Detección de anomalías en el tráfico agregado de redes IP basada en inferencia estadística sobre un modelo alfa-estable de primer orden

Tipo de Tesis: 
Tesis Doctoral (PhD Thesis)
Autor: 
Federico Simmross-Wattenberg
Tutor: 
Juan Ignacio Asensio-Pérez, Marcos Martín-Fernández
Calificación: 
Sobresaliente cum laude
Centro: 
ETSI Telecomunicación, Universidad de Valladolid
Fecha: 
2009
Abstract: 

Anomaly detection in network traffic is an interesting field of research for data networks management. Such a detection system may provide useful information to a network manager, so that they can tell whether transmitted data contain unusual patterns. Anomaly detection usually considers a set of features, aimed to appropriately represent traffic data, which are then  used to decide whether traffic should be classified as normal or anomalous.

One such way to extract traffic features is to apply a statistical traffic model to sampled data. Thus, the model parameters determine the behaviour of the data, and more robustness is attained, especially  when few samples are available. Although there exist anomaly detection works based in statistical models, these contributions do not account for certain properties which are inherent to traffic data, and to which traffic modelling literature gives great importance. These properties, High Variability and Long-Range Dependence, may contain useful information for the classification of sampled data.

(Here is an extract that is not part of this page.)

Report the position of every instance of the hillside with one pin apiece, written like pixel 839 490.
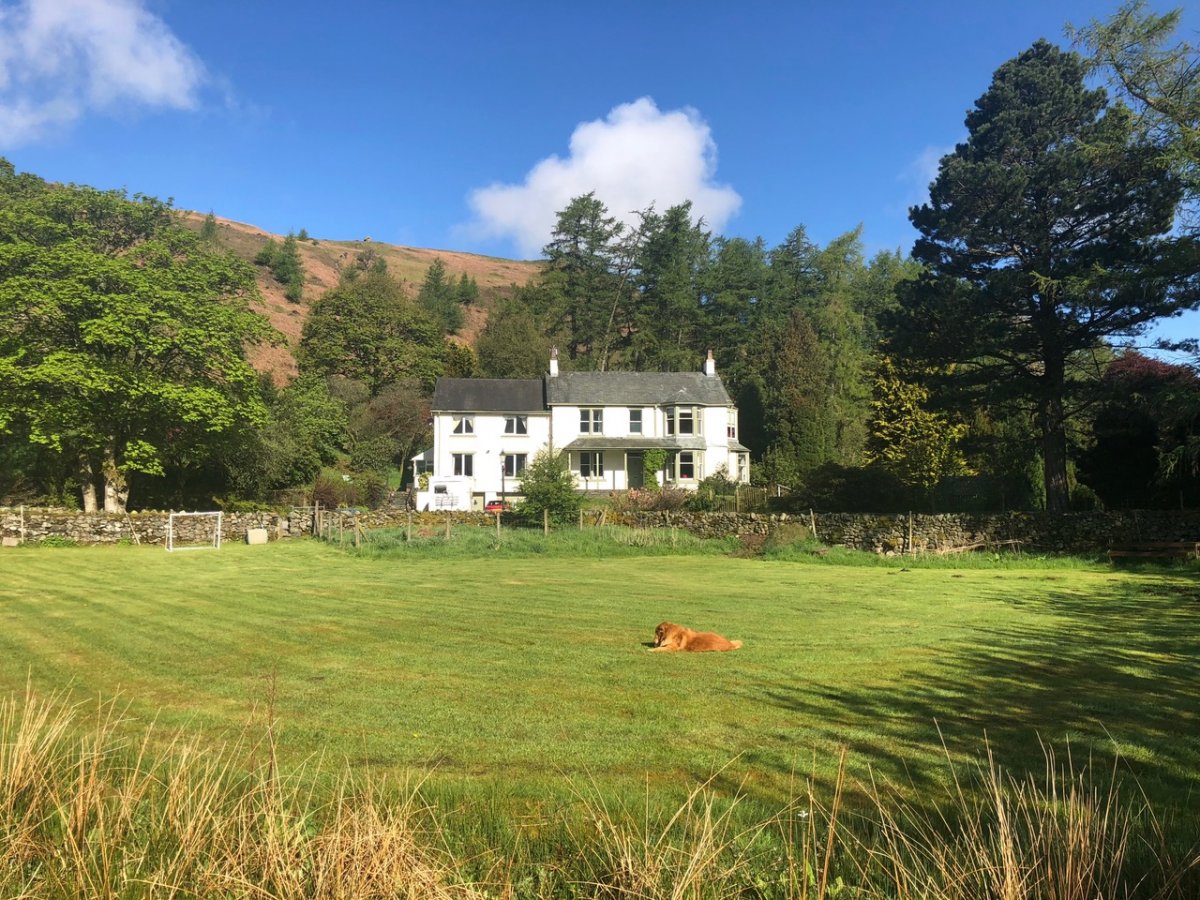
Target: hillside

Once traffic features have been extracted, a classification is carried out, in order to decide whether data are anomalous or not. However, authors often do not elaborate on the problem of establishing reference patterns from which to make the final decision. In addition, network traffic usually exhibits a cycle-stationary behaviour, so a given reference pattern which is valid at a certain moment may be inadequate at any other time circumstances. Also, certain classifiers proposed in some research works are not closely linked to feature extraction strategies they use, so they cannot fully take advantage from the information extracted from traffic. It is also notable that some authors assume that immediate past traffic is normal, or leave the task of choosing reference patterns to an expert. Nevertheless, anomaly detection would benefit from reduced human intervention, while not making any assumptions on recent past traffic.

This thesis proposes an anomaly detection method based on a statistical model sensitive to observed traffic properties, so that extracted features are able to more accurately represent real data, and more information is provided to the classification subsystem. The proposed classifier is able to take advantage from the information provided by the aforementioned traffic properties. The problem of setting reference patterns without human intervention is also addressed. These patterns must be valid in any time circumstances, and independent from any assumption about immediate past traffic.

The proposal is validated by using real data, collected from two routers in the University of Valladolid. These routers provide two different levels of aggregation, so that conclusions extracted in validating the proposed method may be extrapolable to other networks wherever possible. Performance of the proposed method is also compared to other state-of-the-art results.